November 22, 2012

Why EFCC can’t convict big thieves – Lamorde

Why EFCC can’t convict big thieves  – Lamorde

IG Abubakar and Ibrahim Lamorde, EFCC chairman

By Henry Umoru
ABUJA — CHAIRMAN, Economic and Financial Crimes Commission, EFCC, Ibrahim Lamorde, Thursday , told the Senate that the commission finds it difficult to convict those it termed high profile thieves who have looted the nation’s wealth because they have huge sums of money and resources to delay court processes.

Speaking when he appeared before the Senate Committee on Drugs, Narcotics and Financial Crimes to defend the 2013 budget, Lamorde, who expressed dismay with the development, said  it was against this backdrop that the commission established a strong assets forfeiture unit that would seize their property leaving those arrested with no money to spend.

IG Abubakar and Ibrahim Lamorde, EFCC chairman

Lamorde said: “Unfortunately, these are people who have the resources to drag these cases indefinitely and perpetually. That is why we have established a very strong assets forfeiture unit.

“The first thing we do now is that we try to recover and confiscate the assets of individuals that we are investigating because it is only when you deprive them of their resources that you will be able to force them to stand trial. Once they have access to their resources and assets, they will use it to continue to delay and drag some of these trials.”

Senate queries N500m spent on cases

Meanwhile, the Senate Committee Chairman, Senator Victor Lar, Plateau South having x-rayed the 2013 budget and what has been spent this year, however queried why the EFCC had to spend N500 million to prosecute cases, just as Lamorde was asked to go and return today with receipts of how the money was spent.

Speaking further, the EFCC boss who noted that the commission recorded no less than 200 convictions this year alone, however, admitted that most of the convicts were advance fee fraudsters, adding: “The truth is no case has been concluded. I don’t think it is correct to say that whether the charges framed are not properly done or the prosecution is not putting the case properly. Of course the fact on ground is that no case has been concluded.”

In fact it will be working with us to say you have concluded the case, the man is discharged and acquitted but the man is discharged or whatever it is but what we have is that the trial is on-going.

“We have example of a case we charged to court in 2006; for this very case, we have gone to the Supreme Court twice on just interlocutory applications. They will file this, the judge will overrule them, they will go to Court of Appeal and lose there, but they will still go to the Supreme Court.
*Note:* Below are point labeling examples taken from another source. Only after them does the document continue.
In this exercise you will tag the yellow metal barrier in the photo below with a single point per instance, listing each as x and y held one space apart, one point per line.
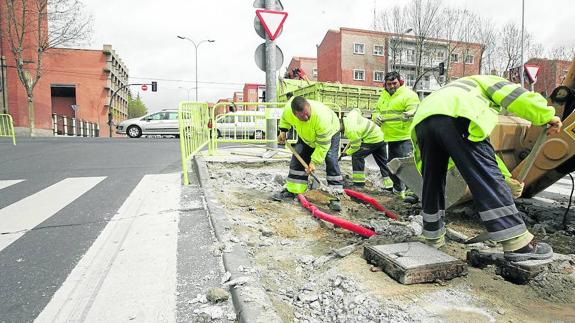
7 127
244 125
194 120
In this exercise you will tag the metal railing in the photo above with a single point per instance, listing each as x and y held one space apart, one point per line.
7 127
243 125
68 126
193 119
199 126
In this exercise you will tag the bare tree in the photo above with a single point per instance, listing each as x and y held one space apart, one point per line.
36 26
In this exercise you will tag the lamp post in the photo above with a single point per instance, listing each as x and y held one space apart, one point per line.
196 47
408 30
521 67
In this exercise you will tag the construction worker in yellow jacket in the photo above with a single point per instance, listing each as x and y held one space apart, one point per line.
455 123
365 138
394 109
317 127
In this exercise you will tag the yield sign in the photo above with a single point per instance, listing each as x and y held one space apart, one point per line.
532 71
272 21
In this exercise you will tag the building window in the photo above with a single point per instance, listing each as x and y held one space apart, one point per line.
410 53
359 75
440 55
378 76
410 79
358 48
454 57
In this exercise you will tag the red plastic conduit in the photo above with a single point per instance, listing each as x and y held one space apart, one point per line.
368 199
333 219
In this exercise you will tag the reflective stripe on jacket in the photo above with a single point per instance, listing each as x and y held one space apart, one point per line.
359 129
480 99
315 132
390 106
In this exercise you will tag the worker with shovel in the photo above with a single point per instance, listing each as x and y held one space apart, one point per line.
318 129
453 125
365 138
394 109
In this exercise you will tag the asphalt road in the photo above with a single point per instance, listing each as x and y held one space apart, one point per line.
60 196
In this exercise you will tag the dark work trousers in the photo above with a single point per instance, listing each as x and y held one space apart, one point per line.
379 152
297 171
440 137
399 149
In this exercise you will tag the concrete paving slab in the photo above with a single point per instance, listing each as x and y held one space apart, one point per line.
414 262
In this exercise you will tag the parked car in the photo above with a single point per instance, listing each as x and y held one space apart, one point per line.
242 124
164 122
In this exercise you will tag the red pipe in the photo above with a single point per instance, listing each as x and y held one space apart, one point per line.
368 199
333 219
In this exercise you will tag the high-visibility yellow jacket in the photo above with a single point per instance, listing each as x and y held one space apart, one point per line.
480 98
391 106
315 132
359 129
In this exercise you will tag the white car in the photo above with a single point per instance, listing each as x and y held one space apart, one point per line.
164 122
242 124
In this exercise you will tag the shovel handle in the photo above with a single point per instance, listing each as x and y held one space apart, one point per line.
302 162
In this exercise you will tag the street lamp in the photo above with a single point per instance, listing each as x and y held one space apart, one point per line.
521 68
407 31
196 47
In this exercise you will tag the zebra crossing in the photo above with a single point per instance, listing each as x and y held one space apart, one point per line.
133 258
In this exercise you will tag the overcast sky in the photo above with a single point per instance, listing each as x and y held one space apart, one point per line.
143 33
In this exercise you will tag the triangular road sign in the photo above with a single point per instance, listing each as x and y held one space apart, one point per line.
532 71
272 21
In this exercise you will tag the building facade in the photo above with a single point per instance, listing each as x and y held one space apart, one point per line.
73 93
551 74
363 57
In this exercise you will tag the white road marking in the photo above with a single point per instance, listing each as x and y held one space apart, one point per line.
129 273
29 212
6 183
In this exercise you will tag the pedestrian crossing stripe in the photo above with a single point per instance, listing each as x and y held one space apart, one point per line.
8 183
16 219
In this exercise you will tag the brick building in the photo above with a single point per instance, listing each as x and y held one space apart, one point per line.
362 57
72 96
307 64
551 74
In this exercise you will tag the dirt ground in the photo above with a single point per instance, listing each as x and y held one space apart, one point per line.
314 272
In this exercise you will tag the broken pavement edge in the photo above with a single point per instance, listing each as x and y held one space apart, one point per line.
251 301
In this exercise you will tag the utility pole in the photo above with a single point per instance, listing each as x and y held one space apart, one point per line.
522 67
271 124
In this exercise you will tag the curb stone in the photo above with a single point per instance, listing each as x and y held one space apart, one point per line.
251 302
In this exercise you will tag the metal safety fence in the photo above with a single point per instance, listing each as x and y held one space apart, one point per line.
194 127
7 127
228 122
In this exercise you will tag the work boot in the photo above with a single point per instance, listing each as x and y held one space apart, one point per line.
400 194
284 195
335 205
387 183
538 251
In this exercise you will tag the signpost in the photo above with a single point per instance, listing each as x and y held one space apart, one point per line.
268 56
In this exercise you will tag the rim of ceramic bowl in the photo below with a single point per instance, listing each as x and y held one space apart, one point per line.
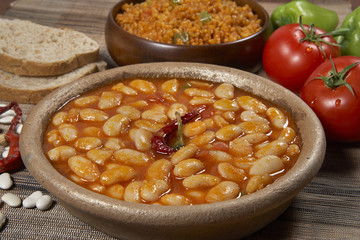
274 195
116 9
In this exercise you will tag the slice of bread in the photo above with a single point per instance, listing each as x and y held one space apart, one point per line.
30 49
31 90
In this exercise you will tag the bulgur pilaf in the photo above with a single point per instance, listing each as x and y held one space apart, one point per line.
189 22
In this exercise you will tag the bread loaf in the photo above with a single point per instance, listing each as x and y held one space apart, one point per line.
30 49
31 90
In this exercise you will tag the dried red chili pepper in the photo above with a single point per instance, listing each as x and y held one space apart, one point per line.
13 160
158 142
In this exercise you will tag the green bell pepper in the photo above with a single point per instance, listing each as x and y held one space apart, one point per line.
350 41
290 12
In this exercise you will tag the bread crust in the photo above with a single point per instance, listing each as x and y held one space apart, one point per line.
29 94
29 67
40 69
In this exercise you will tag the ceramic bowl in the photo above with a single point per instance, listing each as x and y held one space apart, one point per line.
245 54
223 220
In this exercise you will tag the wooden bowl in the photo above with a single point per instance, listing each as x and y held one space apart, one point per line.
222 220
245 54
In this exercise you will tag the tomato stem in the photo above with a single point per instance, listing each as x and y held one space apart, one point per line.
310 35
336 79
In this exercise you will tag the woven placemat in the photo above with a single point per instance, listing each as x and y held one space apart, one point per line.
328 208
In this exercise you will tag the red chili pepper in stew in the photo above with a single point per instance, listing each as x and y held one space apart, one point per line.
158 142
13 160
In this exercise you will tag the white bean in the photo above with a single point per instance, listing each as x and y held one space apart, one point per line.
266 165
142 139
225 190
6 119
11 199
225 90
2 220
5 181
30 201
18 128
186 152
44 202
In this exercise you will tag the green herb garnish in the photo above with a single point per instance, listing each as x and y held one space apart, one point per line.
184 37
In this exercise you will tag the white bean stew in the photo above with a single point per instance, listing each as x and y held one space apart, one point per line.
171 141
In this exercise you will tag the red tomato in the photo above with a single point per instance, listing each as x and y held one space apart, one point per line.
289 61
337 108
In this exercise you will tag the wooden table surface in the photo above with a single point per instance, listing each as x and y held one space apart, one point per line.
328 208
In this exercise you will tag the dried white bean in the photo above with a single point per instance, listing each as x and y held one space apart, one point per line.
9 112
30 201
18 128
5 153
5 181
11 199
44 202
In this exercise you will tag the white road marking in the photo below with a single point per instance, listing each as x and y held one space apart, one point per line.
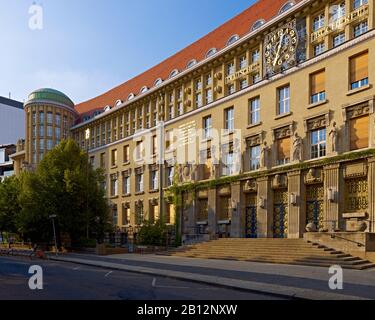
107 274
166 287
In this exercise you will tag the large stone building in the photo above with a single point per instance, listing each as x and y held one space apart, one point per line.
12 121
262 127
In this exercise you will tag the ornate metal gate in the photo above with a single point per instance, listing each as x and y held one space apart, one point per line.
251 222
314 205
280 214
356 195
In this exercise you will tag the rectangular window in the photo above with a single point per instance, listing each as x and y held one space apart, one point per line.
317 87
170 174
284 100
359 3
254 111
114 157
139 150
243 84
254 158
359 71
114 186
283 151
319 22
338 39
139 182
126 154
49 118
228 168
319 49
126 185
102 160
338 11
359 133
230 68
198 100
318 143
207 127
243 62
360 29
154 180
209 97
255 56
208 79
125 216
231 89
229 119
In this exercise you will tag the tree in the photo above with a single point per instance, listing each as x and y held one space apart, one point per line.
65 185
9 204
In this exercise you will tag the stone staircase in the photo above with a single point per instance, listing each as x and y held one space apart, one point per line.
283 251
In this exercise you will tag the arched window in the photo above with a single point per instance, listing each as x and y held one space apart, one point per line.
286 7
258 24
233 39
144 89
211 52
173 73
96 113
158 82
191 63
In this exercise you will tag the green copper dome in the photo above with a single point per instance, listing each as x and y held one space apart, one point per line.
49 95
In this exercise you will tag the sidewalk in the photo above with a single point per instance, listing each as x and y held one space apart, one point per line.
282 280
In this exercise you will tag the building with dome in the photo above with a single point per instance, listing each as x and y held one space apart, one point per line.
281 98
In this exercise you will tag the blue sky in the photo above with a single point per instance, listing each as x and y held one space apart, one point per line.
87 47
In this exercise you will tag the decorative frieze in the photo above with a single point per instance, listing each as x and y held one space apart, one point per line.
280 181
355 170
314 176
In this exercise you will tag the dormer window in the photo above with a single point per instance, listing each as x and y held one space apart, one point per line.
211 52
144 89
286 7
257 24
191 63
233 39
173 73
158 82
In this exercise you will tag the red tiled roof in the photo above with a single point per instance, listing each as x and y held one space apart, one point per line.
241 25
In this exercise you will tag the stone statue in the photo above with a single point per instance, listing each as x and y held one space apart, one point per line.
333 135
297 148
263 155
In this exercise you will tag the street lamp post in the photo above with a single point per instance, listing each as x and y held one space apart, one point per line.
53 217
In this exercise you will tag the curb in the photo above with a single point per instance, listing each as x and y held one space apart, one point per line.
291 293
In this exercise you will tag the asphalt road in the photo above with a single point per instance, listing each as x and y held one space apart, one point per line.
65 281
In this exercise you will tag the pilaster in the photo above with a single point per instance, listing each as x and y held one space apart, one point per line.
212 208
371 194
332 177
297 211
237 213
265 208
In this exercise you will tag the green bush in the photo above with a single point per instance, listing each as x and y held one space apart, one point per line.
152 234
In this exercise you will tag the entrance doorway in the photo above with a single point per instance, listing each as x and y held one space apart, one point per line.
280 214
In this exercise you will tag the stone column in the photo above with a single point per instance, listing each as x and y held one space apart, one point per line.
236 225
265 213
371 194
212 207
297 211
332 177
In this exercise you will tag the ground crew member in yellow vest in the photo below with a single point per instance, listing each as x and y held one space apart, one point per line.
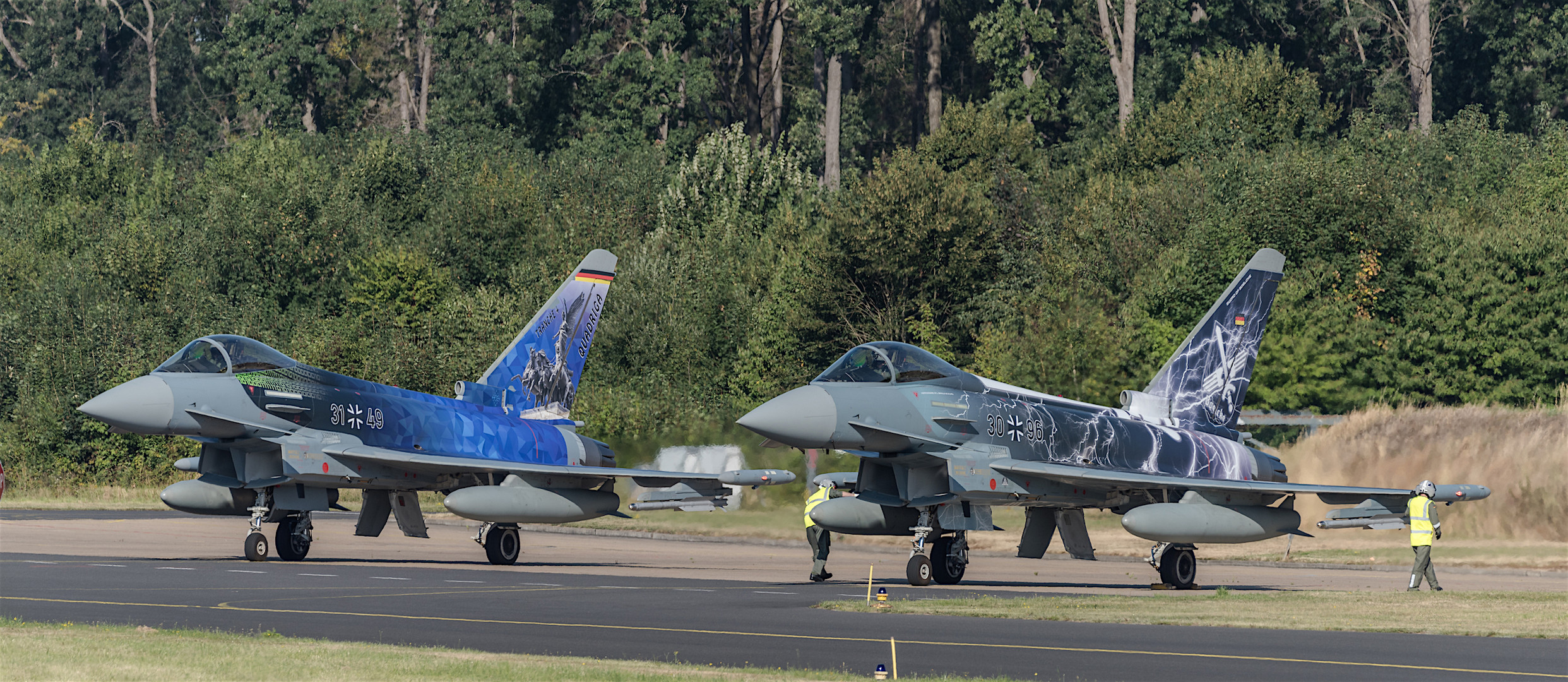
1424 527
817 537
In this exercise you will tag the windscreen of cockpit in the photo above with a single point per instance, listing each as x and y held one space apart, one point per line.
250 355
861 364
915 362
199 356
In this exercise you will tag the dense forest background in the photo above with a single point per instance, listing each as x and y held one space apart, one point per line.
1048 192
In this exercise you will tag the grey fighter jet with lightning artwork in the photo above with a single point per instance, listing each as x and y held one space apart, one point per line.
280 440
940 447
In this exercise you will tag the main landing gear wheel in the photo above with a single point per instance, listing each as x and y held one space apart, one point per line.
949 559
256 547
294 541
502 544
919 571
1180 568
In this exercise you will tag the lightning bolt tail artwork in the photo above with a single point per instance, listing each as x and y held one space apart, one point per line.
1206 380
537 375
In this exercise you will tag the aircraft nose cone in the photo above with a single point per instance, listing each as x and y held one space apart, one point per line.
141 405
802 417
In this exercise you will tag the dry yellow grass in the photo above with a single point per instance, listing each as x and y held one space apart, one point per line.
35 651
1442 614
1520 453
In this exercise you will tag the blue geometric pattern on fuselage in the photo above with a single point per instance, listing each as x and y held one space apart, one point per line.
400 419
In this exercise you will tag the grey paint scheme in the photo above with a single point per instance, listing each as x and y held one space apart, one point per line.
1172 463
263 465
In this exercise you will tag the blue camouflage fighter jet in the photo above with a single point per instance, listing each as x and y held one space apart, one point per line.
280 440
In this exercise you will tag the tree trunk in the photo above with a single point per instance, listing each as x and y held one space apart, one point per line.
830 123
934 65
1120 47
776 68
427 65
749 73
1418 41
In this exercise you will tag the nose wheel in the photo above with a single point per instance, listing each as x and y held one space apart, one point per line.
256 547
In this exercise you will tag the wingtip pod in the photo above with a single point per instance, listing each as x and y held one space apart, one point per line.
1462 493
1268 261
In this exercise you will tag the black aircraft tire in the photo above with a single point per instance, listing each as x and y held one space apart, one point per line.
502 546
919 571
1180 568
944 570
290 547
256 547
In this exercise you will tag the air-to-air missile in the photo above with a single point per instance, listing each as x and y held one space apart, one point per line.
940 447
280 440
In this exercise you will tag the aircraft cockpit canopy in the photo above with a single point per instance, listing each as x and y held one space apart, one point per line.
888 361
222 353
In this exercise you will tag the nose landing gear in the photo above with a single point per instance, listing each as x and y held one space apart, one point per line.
256 543
947 559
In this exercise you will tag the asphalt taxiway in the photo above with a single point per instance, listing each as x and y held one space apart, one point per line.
624 598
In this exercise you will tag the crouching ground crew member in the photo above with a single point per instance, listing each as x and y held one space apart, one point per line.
1424 527
817 537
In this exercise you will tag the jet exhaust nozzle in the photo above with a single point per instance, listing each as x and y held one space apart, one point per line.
141 405
802 417
201 498
1201 523
855 517
530 505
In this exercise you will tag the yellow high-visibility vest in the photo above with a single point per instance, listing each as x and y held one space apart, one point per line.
1420 521
816 499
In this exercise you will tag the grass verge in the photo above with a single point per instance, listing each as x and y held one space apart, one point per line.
40 651
1542 615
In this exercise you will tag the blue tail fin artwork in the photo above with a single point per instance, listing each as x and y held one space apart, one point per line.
1208 377
537 375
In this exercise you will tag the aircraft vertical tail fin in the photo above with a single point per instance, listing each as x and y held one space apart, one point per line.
1204 381
537 375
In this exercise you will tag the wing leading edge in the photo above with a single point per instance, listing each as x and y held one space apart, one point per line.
1102 477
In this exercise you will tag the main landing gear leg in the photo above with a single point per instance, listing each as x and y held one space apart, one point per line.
919 568
256 543
1177 563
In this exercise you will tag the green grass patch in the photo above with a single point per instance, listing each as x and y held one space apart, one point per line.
1435 614
65 651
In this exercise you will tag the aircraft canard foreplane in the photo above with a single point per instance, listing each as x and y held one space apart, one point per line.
940 447
280 440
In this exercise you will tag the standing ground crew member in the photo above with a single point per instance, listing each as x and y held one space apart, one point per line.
817 537
1424 527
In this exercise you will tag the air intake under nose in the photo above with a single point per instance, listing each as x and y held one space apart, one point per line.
802 417
141 405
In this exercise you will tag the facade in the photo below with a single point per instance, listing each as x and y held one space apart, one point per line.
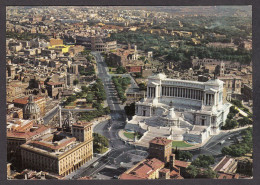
54 89
59 152
31 110
40 101
19 132
96 43
145 169
191 110
160 148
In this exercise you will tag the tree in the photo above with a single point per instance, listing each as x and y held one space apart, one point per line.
75 82
130 110
138 75
209 173
99 143
84 88
192 171
233 110
217 70
142 86
244 121
89 98
185 156
203 161
120 70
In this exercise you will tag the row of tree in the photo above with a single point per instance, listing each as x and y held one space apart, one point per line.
200 167
121 84
242 148
100 143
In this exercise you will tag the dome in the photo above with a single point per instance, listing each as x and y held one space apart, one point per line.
171 114
161 76
215 82
31 107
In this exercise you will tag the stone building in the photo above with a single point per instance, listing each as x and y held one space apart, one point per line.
180 109
20 131
160 148
60 152
31 109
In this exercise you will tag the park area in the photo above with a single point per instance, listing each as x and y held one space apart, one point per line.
180 144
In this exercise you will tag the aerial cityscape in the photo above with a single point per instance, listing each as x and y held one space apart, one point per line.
129 92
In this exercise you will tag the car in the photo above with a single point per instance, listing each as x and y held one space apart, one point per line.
95 164
222 142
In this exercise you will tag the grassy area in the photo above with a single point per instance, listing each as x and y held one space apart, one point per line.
180 144
103 150
129 135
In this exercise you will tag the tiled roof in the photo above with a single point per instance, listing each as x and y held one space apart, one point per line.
181 164
24 100
52 146
26 135
160 141
143 169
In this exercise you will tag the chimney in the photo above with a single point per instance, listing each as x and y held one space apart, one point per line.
172 161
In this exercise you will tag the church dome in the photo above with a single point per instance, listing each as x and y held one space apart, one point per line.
31 107
159 76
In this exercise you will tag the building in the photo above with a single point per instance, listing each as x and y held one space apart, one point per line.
54 42
59 152
182 109
232 83
226 165
31 110
247 92
20 131
153 167
160 148
96 43
54 89
40 101
145 169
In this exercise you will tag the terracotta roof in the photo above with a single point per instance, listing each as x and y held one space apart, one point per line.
160 141
24 100
222 175
143 169
181 164
82 124
54 83
221 164
126 176
26 135
164 170
52 146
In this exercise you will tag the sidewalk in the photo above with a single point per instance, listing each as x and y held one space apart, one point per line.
236 129
122 136
87 164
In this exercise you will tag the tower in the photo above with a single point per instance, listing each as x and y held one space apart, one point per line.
222 68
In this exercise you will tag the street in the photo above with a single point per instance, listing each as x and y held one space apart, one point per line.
108 165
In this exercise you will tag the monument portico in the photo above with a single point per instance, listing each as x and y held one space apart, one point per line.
182 104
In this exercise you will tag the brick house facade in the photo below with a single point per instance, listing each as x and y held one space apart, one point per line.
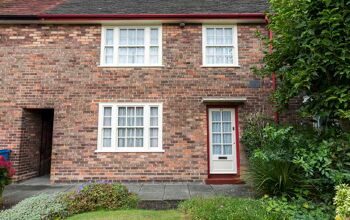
55 66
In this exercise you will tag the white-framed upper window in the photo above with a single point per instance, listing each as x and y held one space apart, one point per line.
131 46
220 47
130 127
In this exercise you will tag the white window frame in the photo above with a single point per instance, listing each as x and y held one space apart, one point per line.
116 31
114 147
234 42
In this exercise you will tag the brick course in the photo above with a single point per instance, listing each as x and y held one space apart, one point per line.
57 66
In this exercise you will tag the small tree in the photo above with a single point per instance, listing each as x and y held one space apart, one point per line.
311 55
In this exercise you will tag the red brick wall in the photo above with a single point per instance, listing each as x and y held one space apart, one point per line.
56 66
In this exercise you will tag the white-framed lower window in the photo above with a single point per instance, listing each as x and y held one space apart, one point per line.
220 45
131 46
130 127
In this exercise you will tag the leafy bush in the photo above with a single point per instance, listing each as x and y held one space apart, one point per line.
6 172
253 132
43 206
300 162
225 208
95 196
298 209
275 177
342 201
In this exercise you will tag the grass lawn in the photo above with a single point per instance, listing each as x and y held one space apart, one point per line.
130 215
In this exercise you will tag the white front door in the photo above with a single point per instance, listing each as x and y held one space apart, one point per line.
222 141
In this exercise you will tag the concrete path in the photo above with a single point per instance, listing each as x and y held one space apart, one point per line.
146 191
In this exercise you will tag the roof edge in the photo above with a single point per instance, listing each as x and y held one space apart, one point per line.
19 17
149 16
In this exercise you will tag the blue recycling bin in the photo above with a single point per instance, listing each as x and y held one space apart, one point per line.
5 153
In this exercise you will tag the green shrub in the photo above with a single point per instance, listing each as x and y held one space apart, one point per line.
43 206
342 201
97 196
276 177
252 137
298 209
225 208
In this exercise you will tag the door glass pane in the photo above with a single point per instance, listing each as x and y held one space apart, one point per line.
227 150
216 149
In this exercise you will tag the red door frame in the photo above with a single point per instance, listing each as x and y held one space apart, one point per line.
237 136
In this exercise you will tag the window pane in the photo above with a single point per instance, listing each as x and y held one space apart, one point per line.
216 127
154 55
226 116
219 36
131 132
140 38
107 121
227 139
123 37
154 111
107 132
108 55
121 121
121 142
216 149
123 55
130 111
154 36
121 132
132 37
219 52
130 142
154 142
227 149
139 111
139 142
226 126
107 142
217 138
121 111
109 37
107 111
216 116
228 36
139 132
139 121
210 36
154 121
153 132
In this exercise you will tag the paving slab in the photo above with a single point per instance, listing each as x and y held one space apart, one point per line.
201 190
176 192
152 192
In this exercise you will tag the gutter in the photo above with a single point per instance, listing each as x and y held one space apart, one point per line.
274 81
149 16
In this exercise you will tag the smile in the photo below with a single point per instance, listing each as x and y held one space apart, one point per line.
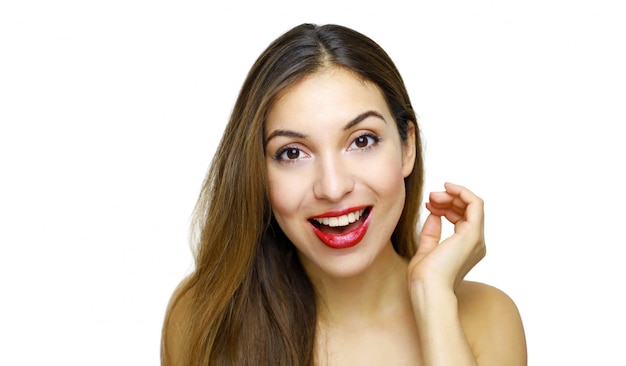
339 230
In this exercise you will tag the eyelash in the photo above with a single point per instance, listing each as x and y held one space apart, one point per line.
375 140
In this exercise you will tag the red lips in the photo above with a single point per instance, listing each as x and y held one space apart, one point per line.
344 240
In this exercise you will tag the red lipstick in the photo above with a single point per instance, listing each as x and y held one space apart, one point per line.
345 240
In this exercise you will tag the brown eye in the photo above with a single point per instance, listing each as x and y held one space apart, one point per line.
365 141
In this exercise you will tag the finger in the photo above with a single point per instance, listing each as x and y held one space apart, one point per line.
447 200
474 205
450 214
430 235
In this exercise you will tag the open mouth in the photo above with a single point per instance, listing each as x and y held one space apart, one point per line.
342 231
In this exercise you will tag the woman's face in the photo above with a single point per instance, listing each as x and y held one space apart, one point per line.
336 167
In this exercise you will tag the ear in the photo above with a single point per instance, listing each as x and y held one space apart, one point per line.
408 151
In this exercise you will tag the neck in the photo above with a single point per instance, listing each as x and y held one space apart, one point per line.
371 296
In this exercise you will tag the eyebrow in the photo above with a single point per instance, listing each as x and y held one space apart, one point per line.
361 117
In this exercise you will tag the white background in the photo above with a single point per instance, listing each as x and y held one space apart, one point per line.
110 112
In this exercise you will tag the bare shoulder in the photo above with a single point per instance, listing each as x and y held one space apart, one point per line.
175 324
492 324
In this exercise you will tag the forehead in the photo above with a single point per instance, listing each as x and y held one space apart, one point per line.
333 94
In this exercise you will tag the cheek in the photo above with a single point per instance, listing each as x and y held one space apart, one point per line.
285 197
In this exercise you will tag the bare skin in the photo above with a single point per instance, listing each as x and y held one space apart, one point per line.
375 307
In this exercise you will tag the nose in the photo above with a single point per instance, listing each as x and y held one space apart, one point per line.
333 179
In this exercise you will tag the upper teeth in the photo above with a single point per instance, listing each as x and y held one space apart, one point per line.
342 220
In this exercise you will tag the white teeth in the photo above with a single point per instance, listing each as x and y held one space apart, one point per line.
342 220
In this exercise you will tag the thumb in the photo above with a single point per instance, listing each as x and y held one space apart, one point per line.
431 234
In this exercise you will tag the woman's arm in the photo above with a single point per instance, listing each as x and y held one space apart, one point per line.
460 323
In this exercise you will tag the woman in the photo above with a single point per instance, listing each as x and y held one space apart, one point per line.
307 247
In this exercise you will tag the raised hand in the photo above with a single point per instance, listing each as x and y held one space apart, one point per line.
447 262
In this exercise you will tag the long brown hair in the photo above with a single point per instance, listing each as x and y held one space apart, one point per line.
250 301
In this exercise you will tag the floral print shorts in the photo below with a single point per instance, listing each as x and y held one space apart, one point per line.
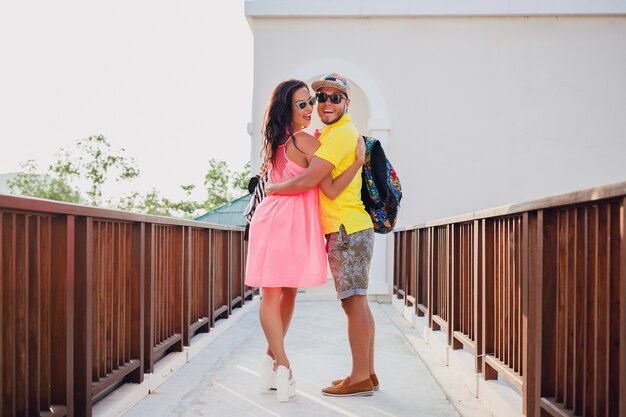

At Supreme Court when they lose, they will be asked to go to the trial judge for the case to continue.

“They will come with another application and certainly for lawyers among us we know how long it takes for a trial to go to Court of Appeal and get listed, then go to the Supreme Court get it listed and decided upon. This is the fate of most of the cases we have in court.

“This year alone we recorded over two hundred convictions in various courts across the country but they are mostly advance fee fraud, we have the yahoo yahoo, we have the commercial cases, we have the executives of financial institutions that are involved in currency trafficking. The cases that most people are interested in its conclusion are those before the Supreme Court.

“It is important to note that for 2013, we requested for N6,514,525,127 for personnel cost and only N5,804,294,192 was appropriated by the Budget office of the federation leaving a short fall of N710,230,935 due to this short fall, the commission would not be able to meet its personnel cost fully in 2013.”

According to him, 85 percent of the commission’s allocation had been released by the Ministry of Finance, just as he stressed that only 1.5billion representing 15 percent of the appropriation was still outstanding and may be released before the end of the year. Only 57 percent of capital projects was realized in the year 2012, personnel cost 97.68 percent, 92.02 percent overhead cost.”

In a related development, Chairman of the Senate Committee on Navy,  Senator Chris Anyanwu yesterday said that crude oil theft in the Niger Delta was a hemorrhage on the nation’s economy.

Speaking yesterday when the Chief of Naval Staff, Vice Admiral Dele Joseph Ezeoba led Naval top brass to defend the 2013 budget, Senator Anyanwu said, “On the issue of oil theft,Nigeriahas never had it this bad. It’s unprecedented. There’s a hemorrhage on the country’s projected revenue and I believe the Navy can do very well if they are supported.”